2009年10月04日 13時04分23秒 | 東京23区のごみ

■東京二十三区清掃一部事務組合のダイオキシン類〈雨水〉測定結果への対応姿勢はこれでいいのだろうか?!

●東京二十三区清掃一部事務組合の場合、中防灰溶融施設の「溶融スラグから基準値の96倍の鉛検出」や「排ガス中の水銀濃度が自主規制値を超過」でも、一組内部で原因調査をしてその結果を報告をする程度である。練馬や豊島等の焼却炉トラブルも、新聞報道があれば、その後、はじめて一組から何らかの公表もある場合もあるが~ おおむね、何か起こっても公表もないままに内部で処理されておしまいである。

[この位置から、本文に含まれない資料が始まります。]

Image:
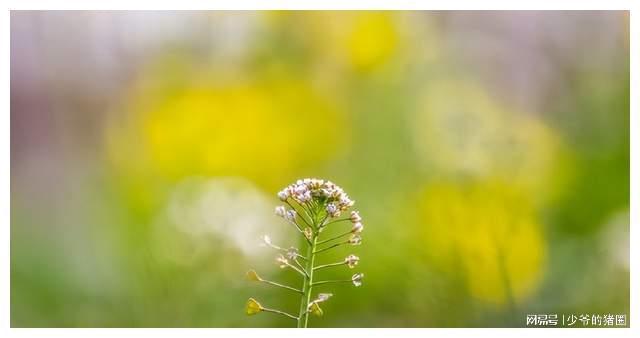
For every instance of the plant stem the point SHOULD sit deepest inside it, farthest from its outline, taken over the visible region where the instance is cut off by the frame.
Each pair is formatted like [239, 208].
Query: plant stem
[279, 312]
[329, 265]
[303, 317]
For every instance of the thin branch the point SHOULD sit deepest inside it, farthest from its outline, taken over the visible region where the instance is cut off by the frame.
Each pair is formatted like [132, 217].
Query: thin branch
[305, 211]
[337, 220]
[334, 238]
[296, 269]
[330, 247]
[332, 281]
[280, 313]
[301, 268]
[280, 285]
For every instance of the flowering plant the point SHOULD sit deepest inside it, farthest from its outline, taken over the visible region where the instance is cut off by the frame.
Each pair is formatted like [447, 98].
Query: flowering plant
[311, 206]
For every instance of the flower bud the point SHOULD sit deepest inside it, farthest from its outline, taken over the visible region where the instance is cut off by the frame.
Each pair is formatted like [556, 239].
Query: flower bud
[253, 307]
[351, 261]
[290, 215]
[355, 240]
[355, 217]
[283, 262]
[283, 195]
[292, 253]
[357, 279]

●東京23区の複雑な清掃事業体制の中で、各区には「環境審議会」や「廃棄物審議会」等があり、一部の区には「清掃工場運営協議会」もある。「一部事務組合」が一つの地方自治体と同じであるならば、東京二十三区清掃一部事務組合のなかにも彩の国資源循環工場のように、環境調査結果について評価する委員会のようなものが必要なのかもしれない。

●日本でも最大規模であろう清掃一部事務組合、現状で21の清掃工場、7つの灰溶融施設、不燃ごみ処理センター、粗大ごみ破砕処理施設などを管理運営していて、環境面や事故トラブルに関しても全て内部で評価や対策をおこなっている。(唯一、「サーマルリサイクル実証確認結果の確認等検討委員会」は設置されてはいるが~)

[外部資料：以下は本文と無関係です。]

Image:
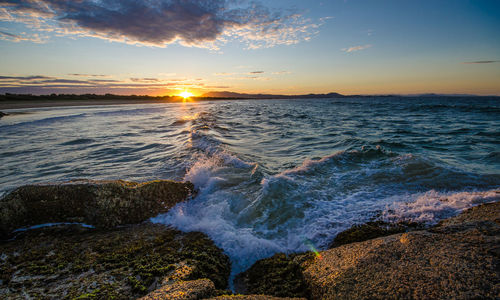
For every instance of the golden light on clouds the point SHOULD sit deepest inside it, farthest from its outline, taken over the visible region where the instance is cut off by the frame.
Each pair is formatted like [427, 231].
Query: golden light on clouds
[186, 94]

●雨水のダイオキシン類環境基準に対する考え方はいろいろあるようだ。専門的なことは分からないが~ 練馬工場の6.8 pg-TEQ/Lはけっして一般的な雨水の数値ではなく、異常な高濃度であることはまちがいない事実である。たとえ、排水基準(10pg-TEQ/L)以内であれ、なぜ6.8 pg-TEQ/Lになったのかの調査分析は必要だと思う。全てアスファルト舗装されているとはいえ、植え込みなどもあるだろう敷地内の土壌の調査・公表も求める。是非、一般的な雨水のダイオキシン類と練馬工場のダイオキシン類(焼却由来のダイオキシン類がどの程度占めているのか)のデータを比較分析してほしい。
※練馬清掃工場の敷地内が全てアルファルト舗装されているのかの確認で、周辺をGoogle マップのストリートビューで見てみた。敷地内は他の工場に比べて緑が少ない。ほんとうにすぐそばに住宅があり、洗濯物を干している家もあった。一部に畑らしきものもあり。練馬に限らず、23区の清掃工場周辺住民の悲劇でもある。

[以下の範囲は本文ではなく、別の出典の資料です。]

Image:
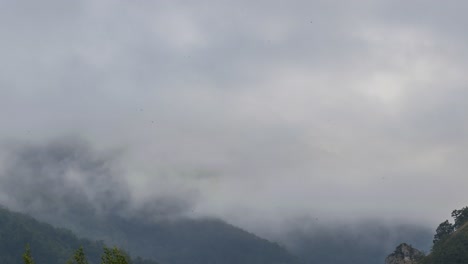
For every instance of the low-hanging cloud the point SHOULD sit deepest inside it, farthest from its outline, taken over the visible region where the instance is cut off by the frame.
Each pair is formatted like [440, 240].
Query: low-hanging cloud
[257, 111]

●ダイオキシン類〈雨水〉に限らず、環境面の安全評価をしっかりと検討する場が必要なのではないだろうか。今後、大田第二工場の解体工事もある。東京二十三区清掃一部事務組合の環境対策がより確実におこなわれるように、東京二十三区清掃一部事務組合事業に対する環境安全評価委員会(仮称)のようなものを設置するというのはどうだろうか?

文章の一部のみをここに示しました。